Una sottolineatura. Inquadrata in questa prospettiva, la dichiarazione odierna di Diess, al pari delle altre considerazioni sui marchi del portafoglio Volkswagen, rappresenta in qualche maniera una sottolineatura sulla bontà delle scelte effettuate nel corso degli scorsi tre anni, certo tra i più difficili nella storia del gruppo, a metà del guado tra il dopo-dieselgate e lo start-up della rivoluzione elettrica avviata sotto il segno della gamma ID.

Retrogusto amaro. Ma è chiaro che una considerazione del genere non può che avere un retrogusto amaro per gli appassionati del Biscione. Per quanto l'ex gruppo FCA oggi convogliato in Stellantis non diffondesse cifre di dettaglio sui volumi dei singoli marchi, non è un mistero che le vendite del brand si siano affievolite nel tempo, fino a scivolare ben al di sotto delle centomila unità l'anno. Volumi lontani anni luce dalle promesse dei 400 mila pezzi che ancora nel 2018, al Capital markets day di Balocco, venivano date come fattibili.

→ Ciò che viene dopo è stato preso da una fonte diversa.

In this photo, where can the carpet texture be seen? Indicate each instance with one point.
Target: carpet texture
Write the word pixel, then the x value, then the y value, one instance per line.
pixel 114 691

Sogno proibito. C'è però una terza, e ancor più rilevante, riflessione da buttare giù sulle parole di Diess. E cioè che vuoi o non vuoi, l'Alfa, per la Volkswagen, rappresenta ancora oggi una via di mezzo tra un termine di paragone, un'occasione mancata e un sogno proibito. Altrimenti non avrebbe senso tirare in ballo un marchio ormai di nicchia (l'unico non appartenente al gruppo citato nella conferenza oggi, peraltro) nella cornice di un evento in cui si parla di decine di milioni di macchine come fossero caramelle.

Quanti avvicinamenti in passato. Wolfsburg ha accarezzato quel sogno molte volte. Ha dato un'anima sportiva alla Seat, da fine anni '90, per contrastarla, l'Alfa. È arrivata, nel 2011, sotto la dirigenza di Martin Winterkorn, a delineare un piano industriale tutto sulla carta, in vista di una sua potenziale acquisizione. Le ha fatte disegnare, delle ipotetiche Alfa Romeo "tedesche", a quel Walter de' Silva che da lì veniva e che lo conosceva bene, quel marchio. E l'Alfa ancora oggi è lì, nei pensieri e nelle parole della dirigenza.

Fattore Alfa. Non fatevi fantapolitiche mentali. Primo perché le parole odierne di Diess non hanno quel tipo di implicazione lì. E secondo perché Stellantis ha delle idee molto chiare sul futuro dell'Alfa. Ma una cosa, quel virgolettato, la dice con chiarezza: quel marchio vecchio di 111 anni ha ancora oggi un valore che va molto, molto oltre i suoi dati di vendita. E per questo va trattato con rispetto, competenza e ambizione.